The health care summit affords Senate Republicans a rare opportunity to shove the poison back. They will only need to find a spare spine. They know what’s at stake. “I’m not terribly heartened by what I’ve heard over the past week,” Rep. Tom Price, a conservative Republican from Georgia, tells Politico, the Capitol Hill newspaper. “I’m not certain what the White House is up to, but it appears they are trying to meld a bill together without, again, any input from Republicans. It doesn’t sound like bipartisanship. I’m afraid it’s just another photo op.”

Well, yes, of course it’s photo op. The president reckons he made short work of the Republicans with his earlier session with them, and he’s sure he can do it again. Nobody is comfortable arguing face-to-face with the president of the United States, and Mr. Obama will take full advantage of his position.

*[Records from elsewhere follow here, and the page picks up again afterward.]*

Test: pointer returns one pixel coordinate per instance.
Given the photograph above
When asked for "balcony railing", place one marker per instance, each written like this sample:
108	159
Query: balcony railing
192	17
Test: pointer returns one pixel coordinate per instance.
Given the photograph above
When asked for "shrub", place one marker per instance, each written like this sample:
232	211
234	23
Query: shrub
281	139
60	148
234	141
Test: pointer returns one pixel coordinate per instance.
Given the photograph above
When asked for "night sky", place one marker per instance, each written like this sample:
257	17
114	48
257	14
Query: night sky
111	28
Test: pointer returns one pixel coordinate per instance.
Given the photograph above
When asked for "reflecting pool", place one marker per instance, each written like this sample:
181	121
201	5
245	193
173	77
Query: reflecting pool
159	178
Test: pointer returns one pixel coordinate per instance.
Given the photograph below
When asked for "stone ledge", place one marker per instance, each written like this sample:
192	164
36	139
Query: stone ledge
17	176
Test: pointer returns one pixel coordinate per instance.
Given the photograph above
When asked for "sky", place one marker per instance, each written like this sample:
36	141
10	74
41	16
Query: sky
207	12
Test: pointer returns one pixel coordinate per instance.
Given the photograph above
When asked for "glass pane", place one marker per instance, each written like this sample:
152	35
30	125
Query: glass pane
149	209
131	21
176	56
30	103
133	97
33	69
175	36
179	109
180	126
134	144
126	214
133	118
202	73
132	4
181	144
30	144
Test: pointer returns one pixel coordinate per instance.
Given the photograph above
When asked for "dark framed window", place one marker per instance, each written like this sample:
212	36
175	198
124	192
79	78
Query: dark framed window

The White House mocks the concern that Mr. Obama has laid a trap by drawing up the revised Obamacare before he goes through the motions of making irrelevant small talk with the Republicans. The president’s press secretary buries objections under a tub of the usual rhetorical blubber, asking ever so innocently how the trap is a trap: “To go sit down with the president and talk about the [problem] that’s facing millions of people, including those [who] are getting letters each day about the rising cost of insurance? Everybody that’s in Washington [who] works in the executive branch and the legislative branch was sent here as part of representative democracy to solve problems.” Blah, blah, blah.

• Wesley Pruden is editor emeritus of The Washington Times.